Figure 8-4. Deep neural network

The input and output layers of a neural network usually represent real-world facts: the input layer represents a vector of data we want to use as predictors, and the output layer represents a target variable.¹³ Hidden layers, on the other hand, represent abstract concepts similar to factors in statistical factor analysis, except that they are not directly interpretable and simply serve to improve the accuracy of the model. Hidden layers enable neural networks to learn arbitrarily complex functions.

Practitioners classify neural network architectures according to the network topology, information flows within the network, mathematical functions, and training methods. The two most widely used architectures are:

Multilayer Perceptron. The Multilayer Perceptron (MLP) is a feedforward network; this means that neurons in one layer accept input from neurons in previous layers, but do not accept input from neurons in the same layer or subsequent layers. In an MLP, the parameters of the model include the weights assigned to each connection and to the activation functions in each neuron. Practitioners use a technique called backpropagation to train the network.

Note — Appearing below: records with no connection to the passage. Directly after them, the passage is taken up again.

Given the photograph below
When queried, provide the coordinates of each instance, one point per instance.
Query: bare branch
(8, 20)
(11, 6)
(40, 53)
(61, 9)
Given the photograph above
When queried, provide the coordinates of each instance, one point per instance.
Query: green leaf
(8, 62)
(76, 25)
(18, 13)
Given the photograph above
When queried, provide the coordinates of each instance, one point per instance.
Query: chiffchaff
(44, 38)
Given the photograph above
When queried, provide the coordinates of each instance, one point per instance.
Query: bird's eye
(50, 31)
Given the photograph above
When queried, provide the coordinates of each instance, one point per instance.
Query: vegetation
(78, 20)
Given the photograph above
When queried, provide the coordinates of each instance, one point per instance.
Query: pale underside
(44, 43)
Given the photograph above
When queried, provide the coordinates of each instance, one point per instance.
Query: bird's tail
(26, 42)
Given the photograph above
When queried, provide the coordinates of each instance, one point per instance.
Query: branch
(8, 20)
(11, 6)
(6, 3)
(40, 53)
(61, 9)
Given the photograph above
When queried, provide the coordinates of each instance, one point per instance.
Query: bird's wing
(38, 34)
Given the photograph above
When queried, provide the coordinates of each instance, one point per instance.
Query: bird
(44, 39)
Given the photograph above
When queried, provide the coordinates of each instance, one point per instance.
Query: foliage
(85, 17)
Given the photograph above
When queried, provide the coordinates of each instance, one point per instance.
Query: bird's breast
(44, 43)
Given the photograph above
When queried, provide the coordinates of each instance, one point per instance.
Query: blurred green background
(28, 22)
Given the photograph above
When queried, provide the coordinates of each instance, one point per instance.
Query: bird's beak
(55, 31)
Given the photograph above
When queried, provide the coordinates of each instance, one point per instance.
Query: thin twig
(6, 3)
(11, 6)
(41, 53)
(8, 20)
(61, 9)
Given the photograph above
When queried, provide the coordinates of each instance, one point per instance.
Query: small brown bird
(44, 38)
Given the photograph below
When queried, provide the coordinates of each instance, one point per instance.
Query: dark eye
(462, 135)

Radial Basis Function Network. A Radial Basis Function (RBF) network uses radial basis functions, a particular type of mathematical function, as activation functions in the neurons. This type of neural network is well suited to function approximation, classification, and for modeling dynamic systems.

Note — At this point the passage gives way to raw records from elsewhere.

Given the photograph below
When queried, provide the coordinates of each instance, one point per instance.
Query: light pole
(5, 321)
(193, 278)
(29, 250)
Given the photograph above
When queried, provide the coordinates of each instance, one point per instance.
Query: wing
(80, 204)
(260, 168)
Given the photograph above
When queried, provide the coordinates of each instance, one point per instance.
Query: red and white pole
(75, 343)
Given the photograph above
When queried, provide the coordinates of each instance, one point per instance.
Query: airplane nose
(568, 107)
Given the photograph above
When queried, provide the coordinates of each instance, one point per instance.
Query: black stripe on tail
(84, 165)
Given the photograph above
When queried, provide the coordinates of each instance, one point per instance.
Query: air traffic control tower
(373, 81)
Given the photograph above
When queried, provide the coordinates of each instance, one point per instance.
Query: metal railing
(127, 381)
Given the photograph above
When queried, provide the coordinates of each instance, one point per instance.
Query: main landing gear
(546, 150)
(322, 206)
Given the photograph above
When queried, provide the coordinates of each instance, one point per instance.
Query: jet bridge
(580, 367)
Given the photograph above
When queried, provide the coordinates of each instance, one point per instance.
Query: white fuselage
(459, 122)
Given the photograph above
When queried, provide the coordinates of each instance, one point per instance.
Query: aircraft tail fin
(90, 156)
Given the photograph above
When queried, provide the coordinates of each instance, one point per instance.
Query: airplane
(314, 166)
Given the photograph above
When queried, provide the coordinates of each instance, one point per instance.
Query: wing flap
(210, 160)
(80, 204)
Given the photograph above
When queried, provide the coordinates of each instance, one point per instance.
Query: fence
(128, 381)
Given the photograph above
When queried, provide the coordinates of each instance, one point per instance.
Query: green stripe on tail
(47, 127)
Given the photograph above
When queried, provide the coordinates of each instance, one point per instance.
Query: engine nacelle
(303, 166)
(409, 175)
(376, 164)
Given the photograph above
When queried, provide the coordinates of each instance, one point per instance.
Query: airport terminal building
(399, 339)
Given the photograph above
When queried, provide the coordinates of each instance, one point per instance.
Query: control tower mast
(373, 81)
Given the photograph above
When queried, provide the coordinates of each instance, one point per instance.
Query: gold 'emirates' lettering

Analysts train a neural network by using one of many optimization algorithms. The backpropagation technique uses a data set in which values of the target (output layer) are known to infer parameter values that minimize errors. The method proceeds iteratively; first computing the target value with training data, then using information about prediction errors to adjust weights in the network.

There are several backpropagation algorithms; gradient descent and stochastic gradient descent are the most widely used. Gradient descent uses arbitrary starting values for the model parameters and computes an error surface; it then seeks out a point on the error surface that minimizes prediction errors. Gradient descent evaluates all cases in the training data set each time it iterates. Stochastic gradient descent works with a random sample of cases from the training data set. Consequently, stochastic gradient descent converges more quickly than gradient descent, but may produce a less accurate model.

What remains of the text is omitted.